Für beide Länder wurden die Werte des Internationalen Wohlstandsindex (IWI) berechnet. Der IWI gibt an, wie gut ein Haushalt mit einer Reihe von grundlegenden Vermögenswerten ausgestattet ist. Je niedriger die Kennzahl, desto geringer ist die Qualität des Wohnens. Und je höher die Kennzahl, desto wohlhabender ist der Haushalt.
In einer zweiten Phase stellten Espín-Noboa und ihre Kollegen einen zweiten Datensatz mit Satellitenbildern und Daten aus geografischen Informationssystemen zusammen, die aus Crowdsourcing- und Social-Media-Quellen wie Google und Meta (Facebook) verfügbar sind.

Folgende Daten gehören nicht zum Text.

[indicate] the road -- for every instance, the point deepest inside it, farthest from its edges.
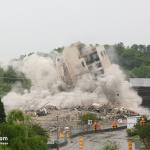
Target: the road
(97, 141)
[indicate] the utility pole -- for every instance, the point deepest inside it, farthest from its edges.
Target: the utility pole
(57, 134)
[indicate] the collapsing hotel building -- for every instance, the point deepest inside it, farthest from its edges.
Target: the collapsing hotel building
(79, 59)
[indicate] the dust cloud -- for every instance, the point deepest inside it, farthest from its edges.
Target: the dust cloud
(112, 88)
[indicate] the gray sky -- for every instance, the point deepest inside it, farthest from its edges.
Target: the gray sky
(41, 25)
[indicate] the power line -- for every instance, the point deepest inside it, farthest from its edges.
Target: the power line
(13, 78)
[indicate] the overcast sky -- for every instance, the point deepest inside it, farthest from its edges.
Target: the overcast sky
(41, 25)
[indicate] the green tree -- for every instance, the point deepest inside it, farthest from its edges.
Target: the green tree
(22, 133)
(144, 133)
(2, 112)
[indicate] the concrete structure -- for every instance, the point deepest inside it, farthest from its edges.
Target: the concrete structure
(142, 86)
(79, 59)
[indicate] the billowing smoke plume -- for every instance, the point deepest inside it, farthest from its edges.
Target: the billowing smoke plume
(46, 88)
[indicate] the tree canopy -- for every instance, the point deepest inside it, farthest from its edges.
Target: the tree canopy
(9, 77)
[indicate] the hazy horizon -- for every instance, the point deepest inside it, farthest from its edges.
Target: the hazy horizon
(34, 25)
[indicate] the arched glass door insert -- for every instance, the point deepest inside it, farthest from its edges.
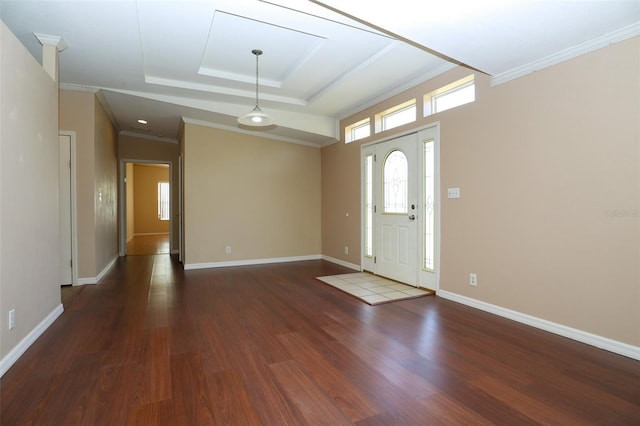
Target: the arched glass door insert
(395, 182)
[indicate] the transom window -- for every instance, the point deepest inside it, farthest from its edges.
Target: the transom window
(396, 116)
(455, 94)
(359, 130)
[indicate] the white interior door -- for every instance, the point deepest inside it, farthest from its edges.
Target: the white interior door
(66, 269)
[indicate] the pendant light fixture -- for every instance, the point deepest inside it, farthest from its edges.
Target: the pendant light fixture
(256, 118)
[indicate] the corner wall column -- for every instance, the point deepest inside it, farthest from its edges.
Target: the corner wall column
(51, 46)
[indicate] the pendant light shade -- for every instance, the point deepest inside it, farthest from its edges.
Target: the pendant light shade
(256, 117)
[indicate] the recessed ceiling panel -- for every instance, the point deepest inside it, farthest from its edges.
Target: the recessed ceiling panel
(232, 38)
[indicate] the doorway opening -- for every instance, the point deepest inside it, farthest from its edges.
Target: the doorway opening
(146, 217)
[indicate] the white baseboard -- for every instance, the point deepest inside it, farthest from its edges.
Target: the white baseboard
(96, 280)
(21, 348)
(342, 263)
(559, 329)
(189, 266)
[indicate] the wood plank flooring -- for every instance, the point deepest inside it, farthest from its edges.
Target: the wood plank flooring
(155, 345)
(148, 244)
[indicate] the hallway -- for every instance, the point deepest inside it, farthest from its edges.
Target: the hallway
(148, 244)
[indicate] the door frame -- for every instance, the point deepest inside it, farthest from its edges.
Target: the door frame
(122, 189)
(74, 214)
(437, 228)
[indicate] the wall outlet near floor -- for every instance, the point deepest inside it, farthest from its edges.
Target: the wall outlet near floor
(12, 319)
(473, 280)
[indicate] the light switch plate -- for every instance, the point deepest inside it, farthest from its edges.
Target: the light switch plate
(453, 193)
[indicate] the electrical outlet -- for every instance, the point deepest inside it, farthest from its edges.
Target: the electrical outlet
(473, 280)
(12, 319)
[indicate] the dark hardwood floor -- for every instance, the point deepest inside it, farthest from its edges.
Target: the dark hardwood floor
(155, 345)
(148, 244)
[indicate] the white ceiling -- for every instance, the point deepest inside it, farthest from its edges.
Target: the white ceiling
(323, 60)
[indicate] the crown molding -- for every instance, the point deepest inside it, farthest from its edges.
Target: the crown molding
(566, 54)
(150, 137)
(51, 40)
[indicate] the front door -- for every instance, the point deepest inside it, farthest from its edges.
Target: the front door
(400, 208)
(394, 229)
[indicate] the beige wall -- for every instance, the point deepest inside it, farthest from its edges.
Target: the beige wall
(146, 219)
(548, 166)
(257, 195)
(106, 189)
(130, 190)
(96, 180)
(76, 115)
(132, 148)
(29, 228)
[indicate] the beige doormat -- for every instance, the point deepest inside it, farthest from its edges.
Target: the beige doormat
(373, 289)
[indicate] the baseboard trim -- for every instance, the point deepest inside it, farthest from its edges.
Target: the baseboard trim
(13, 356)
(605, 343)
(96, 280)
(189, 266)
(342, 263)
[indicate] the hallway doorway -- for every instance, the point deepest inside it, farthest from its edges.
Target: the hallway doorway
(146, 217)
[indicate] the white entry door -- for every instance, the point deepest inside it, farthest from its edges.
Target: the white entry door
(400, 208)
(66, 266)
(395, 211)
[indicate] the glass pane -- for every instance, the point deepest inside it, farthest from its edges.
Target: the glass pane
(398, 118)
(454, 98)
(429, 206)
(395, 182)
(368, 229)
(360, 132)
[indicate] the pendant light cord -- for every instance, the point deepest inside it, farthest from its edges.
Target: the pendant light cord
(257, 52)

Es wurden über 900 Merkmale extrahiert, die Aufschluss über den wirtschaftlichen Status der Bevölkerung, die Entwicklung der Infrastruktur in dem Gebiet und andere Wohlstandsindikatoren geben. „Diese Daten zeigen zum Beispiel, wie viele Antennen sich in einem bestimmten Gebiet befinden oder wie viele Menschen dieses Gebiet besuchen. Sie können auch anzeigen, wie viele Facebook-Nutzer:innen ein iPhone besitzen
“, erklärt Espín-Noboa.
Modelle
Das Team erstellte drei Modelle für maschinelles Lernen, die so trainiert wurden, dass sie nicht nur den durchschnittlichen Wohlstand eines Ortes, sondern auch dessen Standardabweichung ermitteln. Ziel ist es, ein genaueres Bild der Wohlstandsverteilung in jedem bewohnten Gebiet zu erhalten. „Wir wollten wissen, wie der Wohlstand innerhalb eines Gebiets variiert oder ob es Ungleichheiten gibt
“, betont Espín-Noboa.
Die Modelle wurden so trainiert, dass sie Korrelationen zwischen den demografischen Daten sowie den IWI-Kennzahlen und den Merkmalen, die aus Daten und Bildern aus öffentlichen Quellen extrahiert wurden, lernen. „Sie lernen zum Beispiel, dass eine bestimmte Wohlstandskennzahl mit einem bestimmten Satz von Merkmalen korreliert
“, sagt Espín-Noboa. „Als Nächstes haben wir die Modelle getestet, indem wir sie dazu verwendet haben, den Wohlstand in verschiedenen Gebieten vorherzusagen.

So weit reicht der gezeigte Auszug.